Huawei rift not part of U.S.-China trade war: U.S. official
“We need to make sure that people do not think this is part of a trade war [or] trade discussions,” Robert Strayer, the U.S. State Department’s deputy assistant secretary of cyber and international communications and information policy told BNN Bloomberg in an interview Friday.
“This is about our national security.”
The Americans’ ongoing trade discussions with China have run parallel to the country’s hardline stance on Huawei’s involvement in the future rollout of 5G technology in the U.S.
Bills were introduced in both the U.S. House of Representatives and Senate on Tuesday to keep restrictions in place on the Chinese technology giant and ensure that it remains blacklisted from doing business with American companies.
Meanwhile, U.S. senior officials confirmed this week that Treasury Secretary Steven Mnuchin and United States Trade Representative Robert Lighthizer spoke on the phone this week with their Chinese counterparts amid renewed efforts to reach a trade deal between the two countries.
“There are very important issues in those trade discussions, like the improper transfer of intellectual property, joint venture requirements that are going to China. Those are trade issues,” Strayer said.
He added it’s the responsibility of government officials like himself to help separate the two issues.
“I think that as we get out there as diplomats and talk to governments around the world, they’re beginning to understand where we’re coming from and why we’re making ourselves so clear with regard to the future of 5G technology.”

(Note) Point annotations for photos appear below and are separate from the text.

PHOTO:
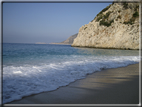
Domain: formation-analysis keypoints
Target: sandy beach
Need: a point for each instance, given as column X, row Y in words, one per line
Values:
column 111, row 86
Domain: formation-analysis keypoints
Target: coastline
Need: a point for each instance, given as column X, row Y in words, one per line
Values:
column 111, row 86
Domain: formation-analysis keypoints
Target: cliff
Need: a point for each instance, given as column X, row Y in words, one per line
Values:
column 116, row 26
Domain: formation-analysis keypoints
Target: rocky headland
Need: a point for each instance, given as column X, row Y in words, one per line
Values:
column 116, row 27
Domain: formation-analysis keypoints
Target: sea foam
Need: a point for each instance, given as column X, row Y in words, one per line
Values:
column 19, row 81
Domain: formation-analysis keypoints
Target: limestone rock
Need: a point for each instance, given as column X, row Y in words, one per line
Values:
column 116, row 26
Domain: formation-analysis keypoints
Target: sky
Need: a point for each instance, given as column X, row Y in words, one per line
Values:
column 46, row 22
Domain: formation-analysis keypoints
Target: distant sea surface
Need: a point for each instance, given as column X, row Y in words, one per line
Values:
column 35, row 68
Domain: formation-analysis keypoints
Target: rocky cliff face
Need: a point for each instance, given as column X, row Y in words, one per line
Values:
column 116, row 26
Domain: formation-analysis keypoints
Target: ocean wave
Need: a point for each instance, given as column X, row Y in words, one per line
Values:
column 19, row 81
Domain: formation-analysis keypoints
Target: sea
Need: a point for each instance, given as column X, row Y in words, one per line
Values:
column 34, row 68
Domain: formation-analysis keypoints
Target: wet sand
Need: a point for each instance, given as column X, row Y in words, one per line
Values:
column 111, row 86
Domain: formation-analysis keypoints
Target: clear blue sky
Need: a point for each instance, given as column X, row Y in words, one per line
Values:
column 46, row 22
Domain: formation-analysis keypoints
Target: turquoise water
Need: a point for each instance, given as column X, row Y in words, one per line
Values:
column 34, row 68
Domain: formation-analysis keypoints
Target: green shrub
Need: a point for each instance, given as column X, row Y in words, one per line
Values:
column 129, row 22
column 105, row 9
column 119, row 17
column 125, row 5
column 100, row 17
column 85, row 28
column 136, row 14
column 102, row 22
column 107, row 15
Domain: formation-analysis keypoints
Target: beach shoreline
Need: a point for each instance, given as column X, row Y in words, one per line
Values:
column 111, row 86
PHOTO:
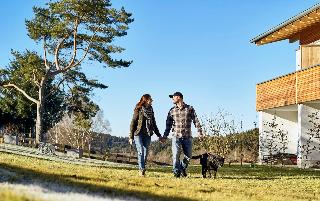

As the two world powerhouses hash out a deal, however, Canada remains caught in the middle following the arrest of Huawei chief financial officer Meng Wanzhou in Vancouver in December. China has responded with the detention of two Canadians. Export relations between Canada and China have also been hindered by the latter country’s sanctions on Canadian canola in March and meat products in June.
Still, Canada remains among the countries that has not made a decision on whether or not to allow Huawei equipment in its planned rollout of 5G.
Strayer says that the U.S. must put its own security needs first if and when allies such as Canada or the United Kingdom allow Huawei access to its 5G networks.
“We understand the U.K. and a number of other governments are still in the process of making a decision about how they, in their own sovereign rights, will decide how to protect their nation’s telecommunications equipment,” Strayer said.
“But, we have said that we need to protect our national security and other important information, and will have to reassess how we’re sharing information with other governments if they do use Huawei equipment.”